Let us call a subgroup an injective homomorphism between groups.

I warn the reader that a subgroup designates here an inclusion $(H \subset G)$, not $H$ alone.

A subgroup $H \subset G$ is maximal if for all intermediate subgroups $H \subset K \subset G$, then $K=H$ or $G$.

Let $\sim$ be the equivalence of subgroups (defined here).
Note that the maximality is invariant under $\sim$.
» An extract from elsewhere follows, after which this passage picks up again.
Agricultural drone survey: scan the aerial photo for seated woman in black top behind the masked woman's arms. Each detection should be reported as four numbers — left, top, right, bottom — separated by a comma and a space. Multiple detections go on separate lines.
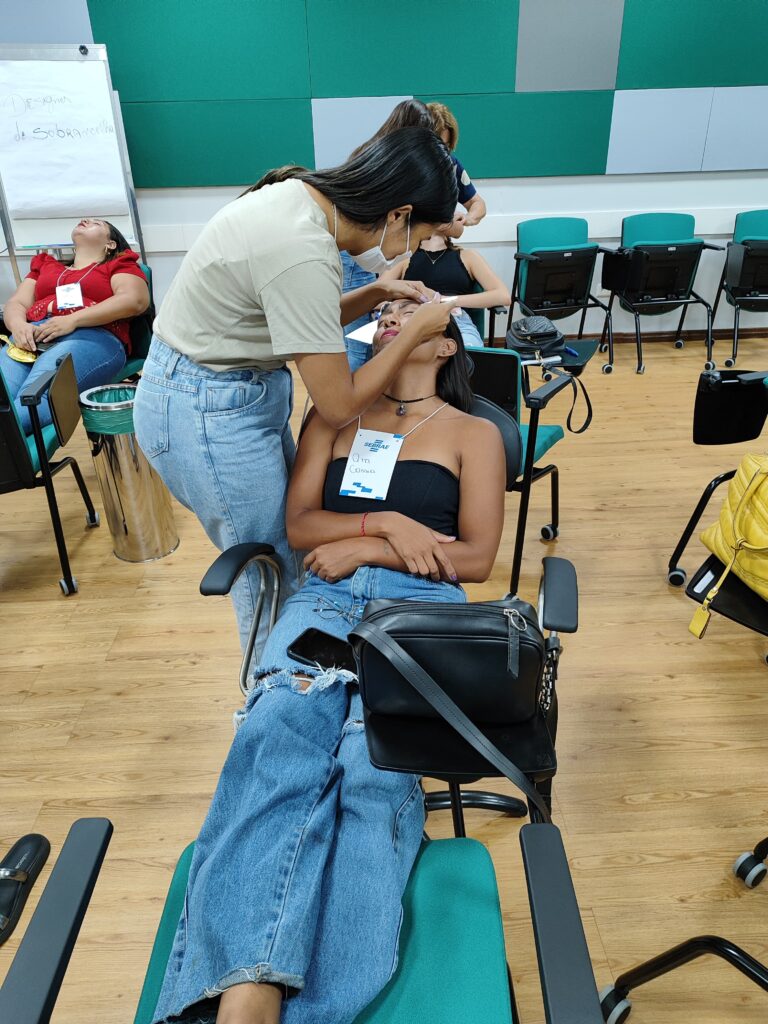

Let $n$ be a fixed integer. For each equivalence class of index $n$ maximal subgroups, we choose a representative $(H \subset G)$ with $G$ of minimal order. Let $R_{n}$ be the set of all these representatives.

Interrelated questions :

• Does $R_{n}$ is a finite set ?
• $\forall (H \subset G) \in R_{n}$, is $ord(G)$ bounded ?
• Is $G$ always a finite group ? A counter-example ?

Original motivation: What's the list of all the maximal subgroups at index $6$ ?

Answer 1

I'm absolutely ignorant about subfactors, but if I correctly understand what you said there (the theorem in the question), the answer to all three questions is yes, even with non maximal subgroups.

Namely, let $H\subset G$ be of finite index $n$. Since the intersection $K$ of all conjugates of $H$ in $G$ has index dividing $n!$ in $G$ (it is the kernel of the obvious morphism $G\to S_n$) and is of course normal in $G$, you have $(H\subset G)\sim (H/K\subset G/K)$.

The case of maximal subgroups is then about primitive (in particular transitive) finite permutation subgroups of $S_n$.